Dizziness and Balance Center
Types of Epileptic Seizures
Seizures can also take many forms. The two basic categories of epileptic seizures are generalized and partial, which can encompass a variety of types of seizures, as outlined below.
Generalized Seizures impact the whole brain and include types of seizures such as:
Grand Mal Seizures
Grand Mal Seizures, (or tonic-clonic), cause the entire body to convulse or become rigid and can include unconsciousness and loss of bladder control.
Petit Mal Seizures
Petit Mal Seizures (or Absence Seizures), do not cause unconsciousness, but symptoms may include staring into space, facial twitches, eye blinking and repetitive movements. Children who have these seizures are often thought to be daydreaming.
Partial Seizures affect only one part of the brain and include types of seizures such as:
- Simple Partial Seizures occur while the person is awake and symptoms may include spasms or contractions of a specific body part, nausea, and abnormal sensations.
- Complex Partial Seizures may cause the person to be in an "otherworldly" state, fluttering in and out of consciousness.
- Other symptoms include abnormal sensations, inappropriate emotions and random actions.

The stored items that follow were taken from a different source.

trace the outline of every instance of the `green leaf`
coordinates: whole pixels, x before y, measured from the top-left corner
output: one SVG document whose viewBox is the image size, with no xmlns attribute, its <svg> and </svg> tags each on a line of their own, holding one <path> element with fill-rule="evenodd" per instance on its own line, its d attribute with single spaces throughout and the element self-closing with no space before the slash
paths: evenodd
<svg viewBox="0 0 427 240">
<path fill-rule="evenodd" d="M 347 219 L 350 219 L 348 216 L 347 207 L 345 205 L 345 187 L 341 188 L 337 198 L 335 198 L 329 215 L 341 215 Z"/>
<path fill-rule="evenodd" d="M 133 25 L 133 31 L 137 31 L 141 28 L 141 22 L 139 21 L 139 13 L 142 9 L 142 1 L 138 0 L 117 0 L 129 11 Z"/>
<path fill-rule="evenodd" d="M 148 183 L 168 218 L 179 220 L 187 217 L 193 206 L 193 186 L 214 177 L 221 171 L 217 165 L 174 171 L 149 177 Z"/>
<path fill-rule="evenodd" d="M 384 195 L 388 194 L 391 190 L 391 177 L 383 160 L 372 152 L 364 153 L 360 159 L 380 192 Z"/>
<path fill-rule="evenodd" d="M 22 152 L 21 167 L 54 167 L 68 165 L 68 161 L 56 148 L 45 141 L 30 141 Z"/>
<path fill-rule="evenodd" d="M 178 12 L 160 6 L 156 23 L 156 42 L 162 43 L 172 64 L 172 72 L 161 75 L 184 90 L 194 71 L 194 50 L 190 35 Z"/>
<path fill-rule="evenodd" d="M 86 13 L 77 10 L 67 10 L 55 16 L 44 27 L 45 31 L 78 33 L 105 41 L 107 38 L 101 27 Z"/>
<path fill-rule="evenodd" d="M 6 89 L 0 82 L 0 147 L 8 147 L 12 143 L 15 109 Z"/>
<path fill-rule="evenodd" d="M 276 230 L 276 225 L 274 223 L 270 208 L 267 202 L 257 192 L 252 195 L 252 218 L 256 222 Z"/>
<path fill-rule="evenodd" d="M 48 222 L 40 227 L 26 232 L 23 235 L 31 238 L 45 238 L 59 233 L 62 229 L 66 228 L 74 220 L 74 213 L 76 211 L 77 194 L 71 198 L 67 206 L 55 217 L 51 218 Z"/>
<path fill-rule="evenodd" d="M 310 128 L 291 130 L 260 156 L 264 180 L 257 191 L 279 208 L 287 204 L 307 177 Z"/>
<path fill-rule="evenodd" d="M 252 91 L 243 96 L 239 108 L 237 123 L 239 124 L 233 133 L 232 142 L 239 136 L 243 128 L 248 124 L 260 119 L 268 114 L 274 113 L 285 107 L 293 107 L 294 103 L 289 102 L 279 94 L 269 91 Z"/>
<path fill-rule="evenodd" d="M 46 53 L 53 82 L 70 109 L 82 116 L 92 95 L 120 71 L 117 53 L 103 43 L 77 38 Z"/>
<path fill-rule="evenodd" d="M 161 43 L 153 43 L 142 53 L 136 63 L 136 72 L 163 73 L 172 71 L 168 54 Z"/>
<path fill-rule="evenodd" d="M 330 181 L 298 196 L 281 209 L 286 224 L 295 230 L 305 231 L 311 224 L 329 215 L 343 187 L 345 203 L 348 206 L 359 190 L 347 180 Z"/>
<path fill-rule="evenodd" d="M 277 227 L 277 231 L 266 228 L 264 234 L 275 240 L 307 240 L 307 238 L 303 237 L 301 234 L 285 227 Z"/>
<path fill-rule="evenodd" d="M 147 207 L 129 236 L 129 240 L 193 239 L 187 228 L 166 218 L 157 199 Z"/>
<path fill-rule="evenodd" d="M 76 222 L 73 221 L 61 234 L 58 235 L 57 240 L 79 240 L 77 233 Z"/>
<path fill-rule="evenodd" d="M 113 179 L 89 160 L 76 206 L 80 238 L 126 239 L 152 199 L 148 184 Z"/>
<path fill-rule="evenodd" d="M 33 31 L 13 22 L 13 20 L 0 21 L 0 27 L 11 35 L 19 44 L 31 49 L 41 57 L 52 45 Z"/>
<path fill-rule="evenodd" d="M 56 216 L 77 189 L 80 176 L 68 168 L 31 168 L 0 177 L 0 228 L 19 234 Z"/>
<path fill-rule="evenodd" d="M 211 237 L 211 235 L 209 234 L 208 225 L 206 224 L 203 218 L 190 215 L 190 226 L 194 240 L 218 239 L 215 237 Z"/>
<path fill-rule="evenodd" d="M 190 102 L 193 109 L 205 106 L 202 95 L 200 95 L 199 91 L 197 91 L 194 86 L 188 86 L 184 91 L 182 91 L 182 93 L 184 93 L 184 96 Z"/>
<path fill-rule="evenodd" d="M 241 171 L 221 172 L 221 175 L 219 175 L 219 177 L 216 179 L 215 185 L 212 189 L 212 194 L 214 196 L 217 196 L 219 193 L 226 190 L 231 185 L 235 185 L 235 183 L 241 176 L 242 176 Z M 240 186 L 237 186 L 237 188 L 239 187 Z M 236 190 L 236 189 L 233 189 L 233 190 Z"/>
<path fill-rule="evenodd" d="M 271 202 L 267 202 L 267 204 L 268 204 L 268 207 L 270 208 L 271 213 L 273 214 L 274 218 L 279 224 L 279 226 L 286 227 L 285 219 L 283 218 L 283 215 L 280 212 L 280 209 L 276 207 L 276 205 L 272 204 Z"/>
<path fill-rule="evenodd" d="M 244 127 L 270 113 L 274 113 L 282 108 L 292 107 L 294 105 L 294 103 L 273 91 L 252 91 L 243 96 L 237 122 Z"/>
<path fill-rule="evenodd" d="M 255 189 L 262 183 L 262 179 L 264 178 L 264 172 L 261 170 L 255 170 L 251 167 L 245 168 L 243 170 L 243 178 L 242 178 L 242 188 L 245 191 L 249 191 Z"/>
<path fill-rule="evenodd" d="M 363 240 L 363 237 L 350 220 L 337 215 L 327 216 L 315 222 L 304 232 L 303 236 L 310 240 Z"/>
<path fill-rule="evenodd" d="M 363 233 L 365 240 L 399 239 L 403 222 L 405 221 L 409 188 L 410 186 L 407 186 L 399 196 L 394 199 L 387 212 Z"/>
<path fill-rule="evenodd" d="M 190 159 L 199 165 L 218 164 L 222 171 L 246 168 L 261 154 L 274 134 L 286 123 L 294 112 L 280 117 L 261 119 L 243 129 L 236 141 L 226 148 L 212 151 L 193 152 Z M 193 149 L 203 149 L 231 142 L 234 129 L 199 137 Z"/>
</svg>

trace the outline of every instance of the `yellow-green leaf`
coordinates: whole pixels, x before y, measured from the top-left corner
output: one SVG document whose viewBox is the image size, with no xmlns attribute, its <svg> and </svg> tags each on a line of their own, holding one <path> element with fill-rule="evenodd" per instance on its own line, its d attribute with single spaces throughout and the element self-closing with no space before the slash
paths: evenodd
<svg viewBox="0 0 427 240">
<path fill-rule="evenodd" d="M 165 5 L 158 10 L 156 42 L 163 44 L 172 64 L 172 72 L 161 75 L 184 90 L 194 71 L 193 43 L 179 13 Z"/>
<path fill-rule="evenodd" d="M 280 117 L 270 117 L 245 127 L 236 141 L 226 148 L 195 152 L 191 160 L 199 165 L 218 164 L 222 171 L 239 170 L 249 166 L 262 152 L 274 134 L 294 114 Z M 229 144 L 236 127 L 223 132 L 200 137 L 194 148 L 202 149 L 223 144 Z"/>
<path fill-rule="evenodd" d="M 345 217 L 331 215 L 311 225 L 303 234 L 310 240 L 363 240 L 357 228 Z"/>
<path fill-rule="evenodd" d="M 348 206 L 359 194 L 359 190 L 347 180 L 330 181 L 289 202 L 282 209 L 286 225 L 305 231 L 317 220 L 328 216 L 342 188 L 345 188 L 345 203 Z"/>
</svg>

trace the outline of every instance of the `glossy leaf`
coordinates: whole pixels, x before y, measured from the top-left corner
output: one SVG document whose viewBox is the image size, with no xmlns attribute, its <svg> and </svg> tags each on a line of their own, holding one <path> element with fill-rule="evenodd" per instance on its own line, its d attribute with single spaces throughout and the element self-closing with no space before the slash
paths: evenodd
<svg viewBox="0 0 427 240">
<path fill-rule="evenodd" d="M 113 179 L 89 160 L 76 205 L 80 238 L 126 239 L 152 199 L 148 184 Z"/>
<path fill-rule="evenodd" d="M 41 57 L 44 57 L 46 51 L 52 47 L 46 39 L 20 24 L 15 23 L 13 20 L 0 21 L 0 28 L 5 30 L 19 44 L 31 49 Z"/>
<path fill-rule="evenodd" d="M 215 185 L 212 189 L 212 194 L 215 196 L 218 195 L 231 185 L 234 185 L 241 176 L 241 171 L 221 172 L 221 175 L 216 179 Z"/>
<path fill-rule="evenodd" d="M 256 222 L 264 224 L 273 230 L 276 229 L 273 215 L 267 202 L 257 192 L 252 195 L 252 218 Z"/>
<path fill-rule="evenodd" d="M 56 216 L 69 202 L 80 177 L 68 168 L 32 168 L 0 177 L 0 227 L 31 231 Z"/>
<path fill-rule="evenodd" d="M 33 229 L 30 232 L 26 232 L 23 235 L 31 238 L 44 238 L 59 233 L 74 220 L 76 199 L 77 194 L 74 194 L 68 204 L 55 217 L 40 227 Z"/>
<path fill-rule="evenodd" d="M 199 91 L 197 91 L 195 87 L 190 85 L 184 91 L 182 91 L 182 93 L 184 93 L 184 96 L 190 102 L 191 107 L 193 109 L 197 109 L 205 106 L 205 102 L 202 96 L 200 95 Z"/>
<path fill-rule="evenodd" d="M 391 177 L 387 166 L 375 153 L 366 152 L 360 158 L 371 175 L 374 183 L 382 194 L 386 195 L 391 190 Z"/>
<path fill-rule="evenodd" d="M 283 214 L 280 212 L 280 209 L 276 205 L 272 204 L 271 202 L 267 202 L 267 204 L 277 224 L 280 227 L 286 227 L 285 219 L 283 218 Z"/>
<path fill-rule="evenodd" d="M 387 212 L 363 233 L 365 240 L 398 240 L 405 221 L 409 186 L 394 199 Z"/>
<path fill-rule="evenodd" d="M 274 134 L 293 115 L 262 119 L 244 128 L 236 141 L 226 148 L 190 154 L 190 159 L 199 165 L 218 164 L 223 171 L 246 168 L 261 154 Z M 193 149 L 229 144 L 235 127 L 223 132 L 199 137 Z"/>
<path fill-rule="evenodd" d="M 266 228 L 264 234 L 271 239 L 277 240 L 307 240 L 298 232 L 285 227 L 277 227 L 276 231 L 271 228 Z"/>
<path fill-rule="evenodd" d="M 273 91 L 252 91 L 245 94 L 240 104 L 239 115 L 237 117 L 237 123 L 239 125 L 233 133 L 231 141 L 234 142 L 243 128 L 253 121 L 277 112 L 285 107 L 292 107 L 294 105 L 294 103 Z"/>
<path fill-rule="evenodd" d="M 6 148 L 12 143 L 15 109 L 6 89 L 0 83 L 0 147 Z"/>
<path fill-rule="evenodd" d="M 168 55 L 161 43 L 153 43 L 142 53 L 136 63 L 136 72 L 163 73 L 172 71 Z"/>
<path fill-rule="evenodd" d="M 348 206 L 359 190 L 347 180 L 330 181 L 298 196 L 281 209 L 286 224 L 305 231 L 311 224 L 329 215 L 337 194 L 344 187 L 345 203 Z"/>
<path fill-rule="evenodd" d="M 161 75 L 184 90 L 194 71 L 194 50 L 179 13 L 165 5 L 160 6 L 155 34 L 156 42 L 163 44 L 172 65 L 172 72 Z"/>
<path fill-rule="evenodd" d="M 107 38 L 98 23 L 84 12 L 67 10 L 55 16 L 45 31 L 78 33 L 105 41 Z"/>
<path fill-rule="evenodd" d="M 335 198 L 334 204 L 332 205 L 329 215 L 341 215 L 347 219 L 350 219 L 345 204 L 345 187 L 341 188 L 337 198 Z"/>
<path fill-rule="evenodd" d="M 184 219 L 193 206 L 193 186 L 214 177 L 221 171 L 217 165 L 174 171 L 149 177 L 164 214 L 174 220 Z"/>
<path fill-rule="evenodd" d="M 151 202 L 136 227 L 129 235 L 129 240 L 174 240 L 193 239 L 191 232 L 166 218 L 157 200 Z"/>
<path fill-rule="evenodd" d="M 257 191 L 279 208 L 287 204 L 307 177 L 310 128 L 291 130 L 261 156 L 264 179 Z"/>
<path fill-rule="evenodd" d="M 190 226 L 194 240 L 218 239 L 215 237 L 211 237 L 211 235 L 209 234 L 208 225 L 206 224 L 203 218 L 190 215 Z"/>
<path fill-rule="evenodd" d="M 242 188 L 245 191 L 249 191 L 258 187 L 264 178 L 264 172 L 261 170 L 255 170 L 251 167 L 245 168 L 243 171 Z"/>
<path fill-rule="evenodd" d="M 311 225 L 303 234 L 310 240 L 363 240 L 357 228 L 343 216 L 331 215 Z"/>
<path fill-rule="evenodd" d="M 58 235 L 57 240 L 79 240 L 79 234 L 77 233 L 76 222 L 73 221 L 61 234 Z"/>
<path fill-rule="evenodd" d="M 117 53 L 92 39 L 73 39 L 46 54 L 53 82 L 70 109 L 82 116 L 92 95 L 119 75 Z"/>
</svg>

Non-epileptic seizures can be caused by impaired blood flow to the brain, sleep disorders, psychological disturbances, and various other brain disturbances. Non-epileptic seizures are not caused by epileptic, electrical discharges of brain cells. For many patients epileptic seizures and non-epileptic seizures cause the same types of feelings, movements and other behaviors, but EEG recordings can distinguish epileptic from non-epileptic seizures. Such EEG recordings usually are performed with continuous video recording at the same time, in an Epilepsy Monitoring Unit.
Many patients have a combination of epileptic seizures and non-epileptic seizures. Video-EEG monitoring can be used to show which seizures should be treated with epilepsy medications, and which seizures are non-epileptic and require a different form of treatment. A high degree of expertise is necessary to interpret Video-EEG recordings correctly - the expertise of advanced training and years of experience such as that represented by the staff of the Emory Epilepsy Center.